Masa skolastik terbagi menjadi tiga
periode yakni skolastik awal yang berlangsung dari tahun 800-1200, skolastik
puncak berlangsung dari tahun 1200-1300, dan skolastik akhir dari tahun
1300-1450.[6]
a. Skolastik
awal
Sejak abad ke-5 hingga ke-8 Masehi,
pemikiran filsafat patristik mulai merosot, terlebih lagi pada abad ke-6 dan 7
dikatakan abad kacau. Hal ini disebabkan pada saat itu terjadi serangan
terhadap Romawi sehingga kerajaan Romawi beserta peradabannya ikut runtuh yang
telah dibangun selama berabad-abad.
Baru pada abad ke-8 Masehi, kekuasaan
berada di bawah Karel Agung (742-814) dapat memberikan suasana ketenangan dalam
bidang politik, kebudayaan, dan ilmu pengetahuan, termasuk kehidupan manusia
serta pemikiran filsafat yang semuanya menampakkan adanya kebangkitan. Kebangkitan
inilah yang merupakan kecemerlangan abad pertengahan, dimana arah pemikirannya
berbeda sekali dengan sebelumnya.
Saat ini merupakan zaman baru bagi
Eropa. Hal ini ditandai dengan skolastik yang didalamnya banyak diupayakan
pengembangan ilmu pengetahuan di sekolah-sekolah. Pada mulanya skolastik ini
timbul pertama kalinya di biara Italia Selatan dan akhirnya sampai berpengaruh
ke Jerman dan Belanda.
Kurikulum pengajarannya meliputi studi
duniawai atau artes liberales,
meliputi tata bahasa, retorika, dialektika (seni berdiskusi), ilmu hitung, ilmu
ukur, ilmu perbintangan dan musik.
Diantara tokoh-tokohnya adalah Aquinas
(735-805), Johannes Scotes Eriugena
(815-870), Peter Lombard (110-1160), John Salisbury (1115-1180), Peter
Abaelardus (1079-1180).
b. Skolastik
puncak
Masa ini merupakan kejayaan skolastik
yang berlangsung dari tahun 1200-1300 dan masa ini disebut juga masa berbunga.

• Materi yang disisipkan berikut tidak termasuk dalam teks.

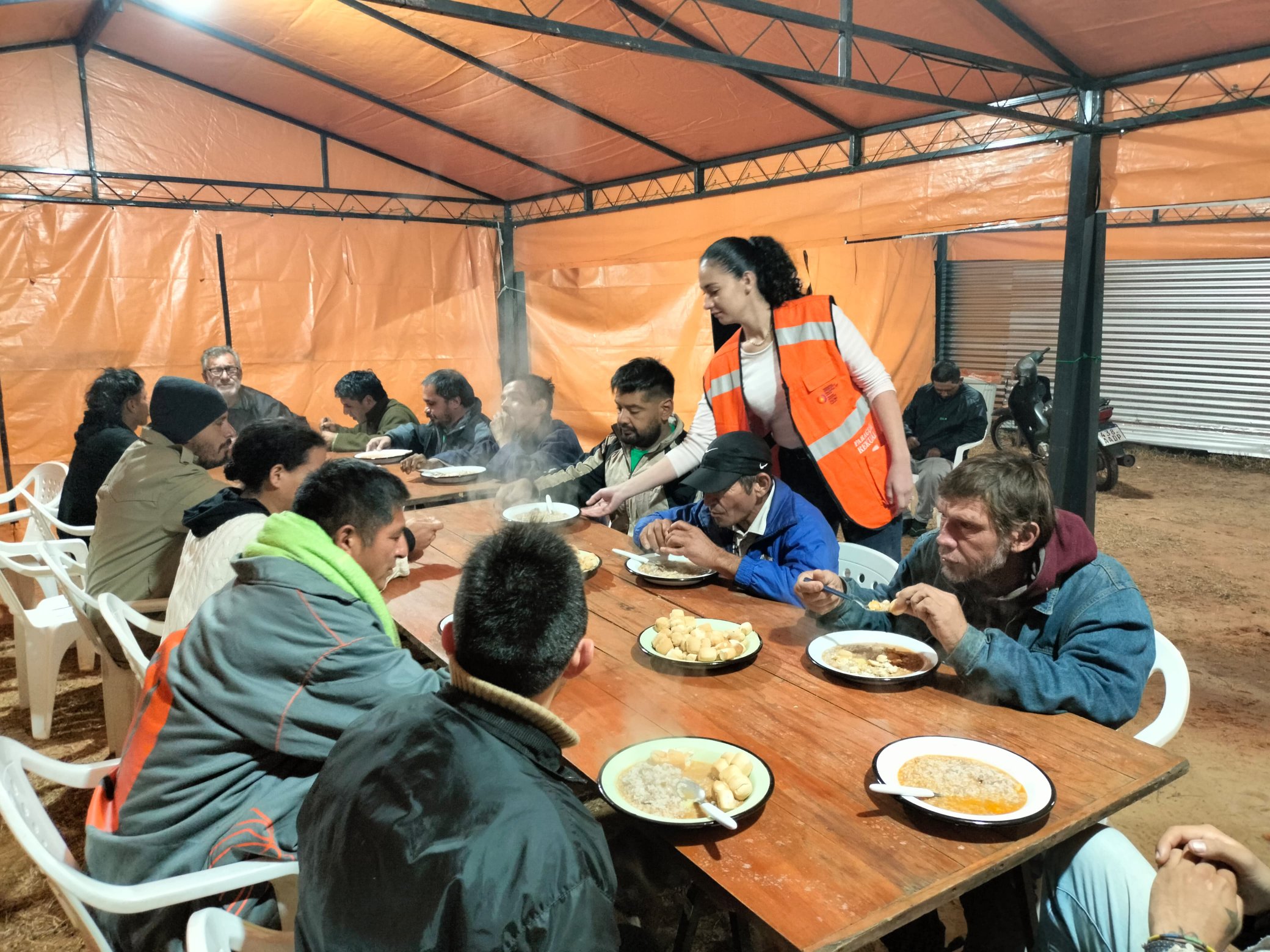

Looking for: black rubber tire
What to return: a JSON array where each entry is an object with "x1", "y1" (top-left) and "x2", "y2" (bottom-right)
[
  {"x1": 992, "y1": 414, "x2": 1031, "y2": 456},
  {"x1": 1094, "y1": 447, "x2": 1120, "y2": 492}
]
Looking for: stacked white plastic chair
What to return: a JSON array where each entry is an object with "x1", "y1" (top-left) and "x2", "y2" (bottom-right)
[
  {"x1": 43, "y1": 543, "x2": 145, "y2": 752},
  {"x1": 0, "y1": 737, "x2": 300, "y2": 952},
  {"x1": 838, "y1": 542, "x2": 899, "y2": 588}
]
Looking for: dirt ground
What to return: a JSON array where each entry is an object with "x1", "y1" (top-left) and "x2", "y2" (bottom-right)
[{"x1": 0, "y1": 449, "x2": 1270, "y2": 952}]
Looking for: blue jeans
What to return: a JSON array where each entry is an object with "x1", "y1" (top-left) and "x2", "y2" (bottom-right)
[{"x1": 1034, "y1": 826, "x2": 1156, "y2": 952}]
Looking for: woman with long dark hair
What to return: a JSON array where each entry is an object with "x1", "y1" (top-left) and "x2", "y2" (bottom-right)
[
  {"x1": 57, "y1": 367, "x2": 150, "y2": 533},
  {"x1": 584, "y1": 237, "x2": 913, "y2": 561}
]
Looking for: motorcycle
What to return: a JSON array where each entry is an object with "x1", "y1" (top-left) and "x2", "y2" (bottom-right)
[{"x1": 992, "y1": 348, "x2": 1137, "y2": 492}]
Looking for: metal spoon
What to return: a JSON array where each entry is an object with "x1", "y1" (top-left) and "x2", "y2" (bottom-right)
[
  {"x1": 677, "y1": 777, "x2": 736, "y2": 830},
  {"x1": 869, "y1": 783, "x2": 938, "y2": 798},
  {"x1": 614, "y1": 549, "x2": 661, "y2": 562}
]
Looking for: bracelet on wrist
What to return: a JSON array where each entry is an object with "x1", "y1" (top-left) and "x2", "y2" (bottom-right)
[{"x1": 1142, "y1": 932, "x2": 1216, "y2": 952}]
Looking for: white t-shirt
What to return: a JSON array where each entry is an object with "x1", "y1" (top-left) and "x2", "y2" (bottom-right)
[{"x1": 666, "y1": 305, "x2": 895, "y2": 476}]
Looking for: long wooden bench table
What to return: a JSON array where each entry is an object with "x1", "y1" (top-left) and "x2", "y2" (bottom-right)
[{"x1": 386, "y1": 502, "x2": 1186, "y2": 951}]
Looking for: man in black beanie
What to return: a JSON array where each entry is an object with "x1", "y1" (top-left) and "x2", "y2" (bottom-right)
[{"x1": 88, "y1": 377, "x2": 234, "y2": 663}]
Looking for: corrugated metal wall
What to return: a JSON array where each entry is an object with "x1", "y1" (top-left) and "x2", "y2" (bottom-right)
[{"x1": 945, "y1": 259, "x2": 1270, "y2": 456}]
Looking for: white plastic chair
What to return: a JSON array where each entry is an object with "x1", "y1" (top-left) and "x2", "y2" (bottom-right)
[
  {"x1": 0, "y1": 737, "x2": 300, "y2": 952},
  {"x1": 41, "y1": 542, "x2": 141, "y2": 752},
  {"x1": 0, "y1": 539, "x2": 95, "y2": 740},
  {"x1": 953, "y1": 377, "x2": 997, "y2": 470},
  {"x1": 0, "y1": 460, "x2": 67, "y2": 543},
  {"x1": 96, "y1": 591, "x2": 164, "y2": 684},
  {"x1": 838, "y1": 542, "x2": 899, "y2": 588},
  {"x1": 21, "y1": 492, "x2": 96, "y2": 539},
  {"x1": 1134, "y1": 631, "x2": 1190, "y2": 748}
]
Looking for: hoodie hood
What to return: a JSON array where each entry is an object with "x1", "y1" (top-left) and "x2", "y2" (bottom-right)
[
  {"x1": 1028, "y1": 509, "x2": 1098, "y2": 598},
  {"x1": 181, "y1": 486, "x2": 269, "y2": 538}
]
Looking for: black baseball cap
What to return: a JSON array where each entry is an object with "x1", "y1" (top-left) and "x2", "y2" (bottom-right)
[{"x1": 683, "y1": 430, "x2": 772, "y2": 492}]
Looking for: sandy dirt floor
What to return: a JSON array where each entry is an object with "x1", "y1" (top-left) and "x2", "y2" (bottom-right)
[{"x1": 0, "y1": 450, "x2": 1270, "y2": 952}]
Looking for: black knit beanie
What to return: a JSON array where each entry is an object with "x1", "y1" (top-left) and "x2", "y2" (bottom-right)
[{"x1": 150, "y1": 377, "x2": 228, "y2": 443}]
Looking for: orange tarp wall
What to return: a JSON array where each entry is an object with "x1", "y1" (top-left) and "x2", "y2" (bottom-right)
[{"x1": 0, "y1": 49, "x2": 502, "y2": 487}]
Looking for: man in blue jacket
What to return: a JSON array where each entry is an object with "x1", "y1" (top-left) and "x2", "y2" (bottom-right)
[{"x1": 633, "y1": 430, "x2": 838, "y2": 605}]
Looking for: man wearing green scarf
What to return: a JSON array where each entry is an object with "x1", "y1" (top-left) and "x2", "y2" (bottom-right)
[{"x1": 85, "y1": 460, "x2": 443, "y2": 950}]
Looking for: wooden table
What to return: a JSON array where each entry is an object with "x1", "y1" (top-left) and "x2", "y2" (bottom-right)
[
  {"x1": 386, "y1": 502, "x2": 1186, "y2": 950},
  {"x1": 209, "y1": 453, "x2": 503, "y2": 509}
]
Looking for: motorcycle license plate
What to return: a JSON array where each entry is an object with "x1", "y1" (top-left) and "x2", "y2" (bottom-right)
[{"x1": 1098, "y1": 424, "x2": 1124, "y2": 447}]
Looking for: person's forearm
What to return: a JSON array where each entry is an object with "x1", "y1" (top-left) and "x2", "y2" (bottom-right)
[
  {"x1": 615, "y1": 457, "x2": 677, "y2": 503},
  {"x1": 873, "y1": 390, "x2": 909, "y2": 467}
]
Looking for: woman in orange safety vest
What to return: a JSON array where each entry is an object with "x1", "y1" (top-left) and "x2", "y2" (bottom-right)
[{"x1": 584, "y1": 237, "x2": 913, "y2": 561}]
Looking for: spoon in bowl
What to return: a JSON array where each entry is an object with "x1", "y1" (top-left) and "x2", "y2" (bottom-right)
[{"x1": 677, "y1": 777, "x2": 736, "y2": 830}]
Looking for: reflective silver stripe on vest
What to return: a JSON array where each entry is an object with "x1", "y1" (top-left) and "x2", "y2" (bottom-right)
[
  {"x1": 776, "y1": 321, "x2": 835, "y2": 347},
  {"x1": 708, "y1": 370, "x2": 741, "y2": 400},
  {"x1": 808, "y1": 395, "x2": 869, "y2": 460}
]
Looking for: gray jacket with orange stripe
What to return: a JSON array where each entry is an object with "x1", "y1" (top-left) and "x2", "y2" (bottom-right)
[{"x1": 85, "y1": 556, "x2": 442, "y2": 952}]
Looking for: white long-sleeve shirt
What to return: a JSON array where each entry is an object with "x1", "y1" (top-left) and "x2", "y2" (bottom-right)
[{"x1": 666, "y1": 305, "x2": 895, "y2": 476}]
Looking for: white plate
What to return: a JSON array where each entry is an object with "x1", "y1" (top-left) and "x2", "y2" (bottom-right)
[
  {"x1": 503, "y1": 503, "x2": 582, "y2": 529},
  {"x1": 626, "y1": 556, "x2": 719, "y2": 589},
  {"x1": 419, "y1": 466, "x2": 485, "y2": 482},
  {"x1": 874, "y1": 736, "x2": 1054, "y2": 826},
  {"x1": 807, "y1": 631, "x2": 940, "y2": 684},
  {"x1": 639, "y1": 618, "x2": 763, "y2": 671},
  {"x1": 353, "y1": 449, "x2": 410, "y2": 466},
  {"x1": 600, "y1": 737, "x2": 772, "y2": 830}
]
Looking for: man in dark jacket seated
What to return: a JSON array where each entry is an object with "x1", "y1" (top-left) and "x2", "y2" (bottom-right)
[
  {"x1": 487, "y1": 373, "x2": 582, "y2": 482},
  {"x1": 797, "y1": 453, "x2": 1156, "y2": 952},
  {"x1": 296, "y1": 525, "x2": 619, "y2": 952},
  {"x1": 904, "y1": 361, "x2": 988, "y2": 536},
  {"x1": 84, "y1": 460, "x2": 442, "y2": 952},
  {"x1": 633, "y1": 430, "x2": 838, "y2": 605},
  {"x1": 366, "y1": 369, "x2": 498, "y2": 472}
]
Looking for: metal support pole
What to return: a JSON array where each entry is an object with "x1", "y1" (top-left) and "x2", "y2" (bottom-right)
[
  {"x1": 838, "y1": 0, "x2": 855, "y2": 79},
  {"x1": 75, "y1": 53, "x2": 100, "y2": 201},
  {"x1": 498, "y1": 213, "x2": 529, "y2": 383},
  {"x1": 935, "y1": 235, "x2": 949, "y2": 361},
  {"x1": 1049, "y1": 99, "x2": 1106, "y2": 529}
]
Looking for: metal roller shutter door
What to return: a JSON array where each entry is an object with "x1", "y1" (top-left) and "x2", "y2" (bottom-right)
[{"x1": 945, "y1": 259, "x2": 1270, "y2": 456}]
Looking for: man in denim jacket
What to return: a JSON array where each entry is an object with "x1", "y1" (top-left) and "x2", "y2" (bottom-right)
[
  {"x1": 796, "y1": 453, "x2": 1156, "y2": 727},
  {"x1": 795, "y1": 453, "x2": 1156, "y2": 952}
]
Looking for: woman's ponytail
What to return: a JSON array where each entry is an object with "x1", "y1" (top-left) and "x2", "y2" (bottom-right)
[{"x1": 701, "y1": 235, "x2": 804, "y2": 308}]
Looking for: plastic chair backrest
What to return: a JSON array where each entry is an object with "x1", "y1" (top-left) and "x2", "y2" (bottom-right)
[
  {"x1": 0, "y1": 539, "x2": 88, "y2": 623},
  {"x1": 23, "y1": 492, "x2": 96, "y2": 539},
  {"x1": 0, "y1": 737, "x2": 120, "y2": 952},
  {"x1": 186, "y1": 909, "x2": 247, "y2": 952},
  {"x1": 1134, "y1": 631, "x2": 1190, "y2": 748},
  {"x1": 838, "y1": 542, "x2": 899, "y2": 588},
  {"x1": 96, "y1": 591, "x2": 162, "y2": 684}
]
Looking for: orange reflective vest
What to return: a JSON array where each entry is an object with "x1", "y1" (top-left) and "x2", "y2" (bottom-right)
[{"x1": 703, "y1": 296, "x2": 891, "y2": 529}]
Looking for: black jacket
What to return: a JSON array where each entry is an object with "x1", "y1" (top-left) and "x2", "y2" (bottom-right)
[
  {"x1": 296, "y1": 685, "x2": 619, "y2": 952},
  {"x1": 904, "y1": 383, "x2": 988, "y2": 461},
  {"x1": 57, "y1": 424, "x2": 137, "y2": 533}
]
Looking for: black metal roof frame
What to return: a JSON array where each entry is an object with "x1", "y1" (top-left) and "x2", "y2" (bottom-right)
[{"x1": 0, "y1": 0, "x2": 1270, "y2": 225}]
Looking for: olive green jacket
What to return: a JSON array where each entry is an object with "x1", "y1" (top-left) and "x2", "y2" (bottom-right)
[{"x1": 330, "y1": 397, "x2": 419, "y2": 453}]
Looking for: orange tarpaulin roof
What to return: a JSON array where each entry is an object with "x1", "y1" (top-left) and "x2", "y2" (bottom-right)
[{"x1": 0, "y1": 0, "x2": 1270, "y2": 201}]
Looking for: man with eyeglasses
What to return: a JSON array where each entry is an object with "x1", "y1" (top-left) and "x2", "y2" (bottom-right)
[{"x1": 203, "y1": 347, "x2": 308, "y2": 431}]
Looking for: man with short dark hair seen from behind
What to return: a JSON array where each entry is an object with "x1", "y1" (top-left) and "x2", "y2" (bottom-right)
[
  {"x1": 487, "y1": 373, "x2": 582, "y2": 482},
  {"x1": 84, "y1": 459, "x2": 442, "y2": 950},
  {"x1": 202, "y1": 345, "x2": 308, "y2": 430},
  {"x1": 496, "y1": 356, "x2": 700, "y2": 532},
  {"x1": 320, "y1": 370, "x2": 419, "y2": 453},
  {"x1": 296, "y1": 524, "x2": 619, "y2": 952},
  {"x1": 366, "y1": 369, "x2": 498, "y2": 472},
  {"x1": 904, "y1": 361, "x2": 988, "y2": 536}
]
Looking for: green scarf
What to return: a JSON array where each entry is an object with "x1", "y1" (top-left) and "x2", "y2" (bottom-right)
[{"x1": 242, "y1": 511, "x2": 401, "y2": 647}]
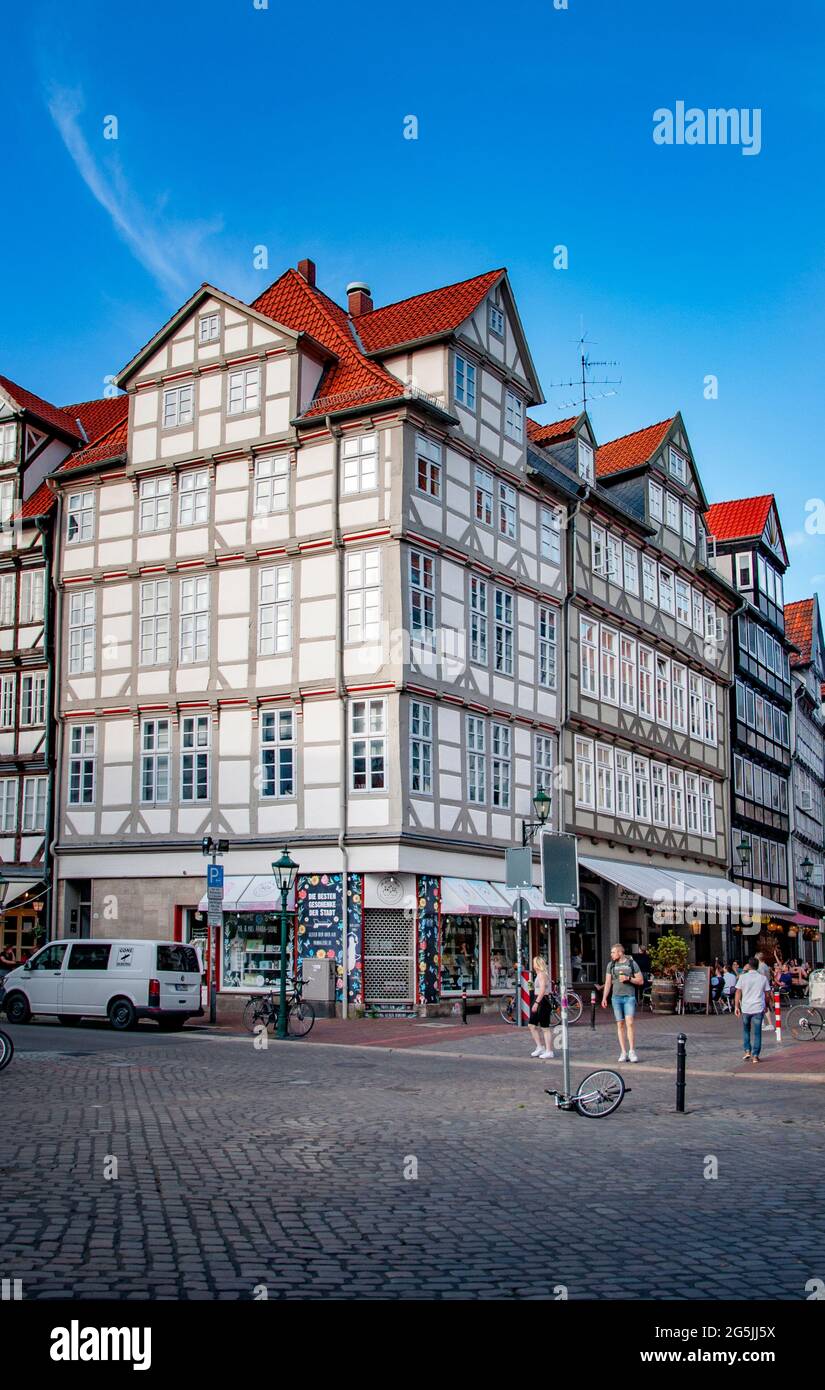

Masa ini ditandai dengan munculnya
universitas-universitas dan ordo-ordo, yang secara bersama-sama ikut
menyelenggarakan atau memajukan ilmu pengetahuan, di samping juga peranan
universitas sebagai sumber atau pusat ilmu pengetahuan dan kebudayaan.
Berikut ini beberapa faktor mengapa masa
skolastik mencapai masa puncaknya:
1) Adanya
pengaruh Aristoteles, Ibnu Rusyd, Ibnu Sina sejak abad ke-12 sehingga sampai
abad ke-13 telah tumbuh menjadi ilmu pengetahuan yang luas.
2) Tahun
1200 didirikan Universitas Almamater di Prancis. Universitas ini merupakan
gabungan dari beberaapa sekolah. Almamater ini sebagai awal (embrio) berdirinya
universitas di Paris, Oxford, Mont Pellier, Cambridge dan lain-lainnya.
3) Berdirinya
ordo-ordo. Ordo-ordo inilah yang muncul karena banyaknya perhatian terhadap
ilmu pengetahuan sehingga menimbulkan dorongan yang kuat untuk memberikan
suasana yang semarak pada abad ke-13. Ordo adalah kumpulan orang yang hendak
mencapai kesempurnaan hidup dibawah pimpinan seorang pembesar, mereka
meninggalkan masyarakat dan berkumpul dalam suatu biara.[7]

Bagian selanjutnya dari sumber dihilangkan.